Although the use of transcatheter aortic valve replacement (TAVR) has recently become an attractive strategy in extremely high-risk patients undergoing aortic valve replacement (AVR), the most appropriate treatment option in patients with an intermediate- to high-risk profile with conventional surgery (sAVR), TAVR or novel options, such as sutureless valves, has been widely debated.

METHODS

One hundred and sixty-three consecutive patients with intermediate to high risk were prospectively enrolled and selected to undergo sAVR (Group 1: G1, n = 55), sutureless valve implantation (Group 2: G2, n = 53) or TAVR (Group 3: G3, n = 55) following a multidisciplinary evaluation including frailty, anatomy and degree of atherosclerotic disease of the aorta/peripheral vessels. The mean logistic EuroSCORE (G1 = 21.3 ± 12.7 vs G2 = 16 ± 11.7 vs G3 = 20.4 ± 12.7, P = 0.06) and preoperative demographics, such as age, gender and left ventricular ejection fraction, were similar: of note, chronic obstructive pulmonary disease was more frequent in TAVI patients (G1 = 27.2% vs G2 = 15.1% vs G3 = 47%; P <0.01).
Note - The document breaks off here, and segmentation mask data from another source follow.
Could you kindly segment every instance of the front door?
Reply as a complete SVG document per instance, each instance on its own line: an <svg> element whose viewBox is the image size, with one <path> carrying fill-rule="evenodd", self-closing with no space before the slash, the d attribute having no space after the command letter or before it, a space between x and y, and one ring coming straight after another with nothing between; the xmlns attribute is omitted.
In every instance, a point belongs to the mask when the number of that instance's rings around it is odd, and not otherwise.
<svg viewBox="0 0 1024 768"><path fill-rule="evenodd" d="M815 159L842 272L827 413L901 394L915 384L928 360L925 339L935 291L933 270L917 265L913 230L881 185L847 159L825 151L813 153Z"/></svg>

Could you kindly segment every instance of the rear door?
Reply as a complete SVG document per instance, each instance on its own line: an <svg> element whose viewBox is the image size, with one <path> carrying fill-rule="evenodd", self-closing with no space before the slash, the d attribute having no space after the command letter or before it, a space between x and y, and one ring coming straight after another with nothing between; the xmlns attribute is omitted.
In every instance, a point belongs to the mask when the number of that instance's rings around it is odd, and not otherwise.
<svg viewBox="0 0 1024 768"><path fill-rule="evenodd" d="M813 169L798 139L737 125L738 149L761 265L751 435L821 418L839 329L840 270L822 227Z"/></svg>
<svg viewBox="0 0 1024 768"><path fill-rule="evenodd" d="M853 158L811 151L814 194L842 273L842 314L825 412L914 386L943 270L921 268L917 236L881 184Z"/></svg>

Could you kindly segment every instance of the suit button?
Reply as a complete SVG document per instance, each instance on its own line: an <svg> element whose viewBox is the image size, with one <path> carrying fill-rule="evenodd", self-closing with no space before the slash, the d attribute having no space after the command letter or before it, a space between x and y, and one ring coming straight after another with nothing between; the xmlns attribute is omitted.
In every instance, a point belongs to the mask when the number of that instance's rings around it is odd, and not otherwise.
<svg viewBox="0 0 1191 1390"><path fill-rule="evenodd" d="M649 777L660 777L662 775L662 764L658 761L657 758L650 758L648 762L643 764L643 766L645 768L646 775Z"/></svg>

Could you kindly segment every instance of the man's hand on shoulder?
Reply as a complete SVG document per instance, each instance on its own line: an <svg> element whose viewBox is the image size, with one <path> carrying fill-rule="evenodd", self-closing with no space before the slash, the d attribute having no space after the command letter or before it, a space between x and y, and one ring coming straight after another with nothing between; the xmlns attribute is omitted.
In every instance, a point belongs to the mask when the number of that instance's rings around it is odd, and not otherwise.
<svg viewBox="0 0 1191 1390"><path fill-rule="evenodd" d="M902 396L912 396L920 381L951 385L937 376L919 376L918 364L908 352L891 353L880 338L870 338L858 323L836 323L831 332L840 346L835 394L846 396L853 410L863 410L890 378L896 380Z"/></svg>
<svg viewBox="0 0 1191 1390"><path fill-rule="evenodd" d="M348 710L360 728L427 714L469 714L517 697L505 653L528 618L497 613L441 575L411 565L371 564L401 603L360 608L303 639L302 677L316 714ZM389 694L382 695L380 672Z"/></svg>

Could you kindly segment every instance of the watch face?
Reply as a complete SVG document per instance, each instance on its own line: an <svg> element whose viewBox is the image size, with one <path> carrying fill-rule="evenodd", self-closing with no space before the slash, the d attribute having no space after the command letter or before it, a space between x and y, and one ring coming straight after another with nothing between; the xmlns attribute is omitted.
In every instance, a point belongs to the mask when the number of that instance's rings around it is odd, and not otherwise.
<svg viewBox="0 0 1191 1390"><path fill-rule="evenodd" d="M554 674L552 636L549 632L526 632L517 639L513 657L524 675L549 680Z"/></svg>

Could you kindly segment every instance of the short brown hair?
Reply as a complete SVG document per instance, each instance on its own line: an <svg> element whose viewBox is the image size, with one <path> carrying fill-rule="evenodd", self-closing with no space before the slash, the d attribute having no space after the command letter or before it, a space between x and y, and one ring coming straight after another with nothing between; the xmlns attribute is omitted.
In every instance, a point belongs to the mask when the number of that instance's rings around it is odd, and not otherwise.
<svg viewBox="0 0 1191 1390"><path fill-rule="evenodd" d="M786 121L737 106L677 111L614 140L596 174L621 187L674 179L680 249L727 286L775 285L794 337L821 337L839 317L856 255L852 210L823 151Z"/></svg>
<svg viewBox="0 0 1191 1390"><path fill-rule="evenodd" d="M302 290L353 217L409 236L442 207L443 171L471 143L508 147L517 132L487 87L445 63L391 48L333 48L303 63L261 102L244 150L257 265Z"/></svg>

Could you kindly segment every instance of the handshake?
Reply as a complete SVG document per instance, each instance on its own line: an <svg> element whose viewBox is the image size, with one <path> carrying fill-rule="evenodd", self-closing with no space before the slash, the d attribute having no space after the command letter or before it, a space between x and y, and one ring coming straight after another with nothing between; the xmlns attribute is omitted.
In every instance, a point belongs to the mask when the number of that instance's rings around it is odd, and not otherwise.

The Perceval S sutureless valve was used in Group 2, whereas TAVR was performed with a Corevalve prosthesis.

RESULTS

Post-procedural pacemaker implantation (G1 = 1.8% vs G2 = 2% vs G3 = 25.5%, P <0.001) and peripheral vascular complications (G1 = 0% vs G2 = 0% vs G3 = 14.5%, P <0.001) occurred more frequently in patients undergoing TAVR. Hospital mortality was similar among the groups (G1 = 0% vs G2 = 0% vs G3 = 1.8%, P = NS). At the 24-month follow-up, overall survival free from major adverse cardiac and cerebrovascular events and prosthetic regurgitation was better in patients who had undergone sAVR and sutureless valves than those who had undergone TAVR (G1 = 95.2 ± 3.3% vs G2 = 91.6 ± 3.8% vs G3 = 70.5 ± 7.6%; P = 0.015).

CONCLUSIONS

This preliminary study suggests that the use of TAVR in patients with an intermediate- to high-risk profile is associated with a higher rate of perioperative complications and decreased survival at the 24-month follow-up compared with the use of conventional surgery or sutureless valves.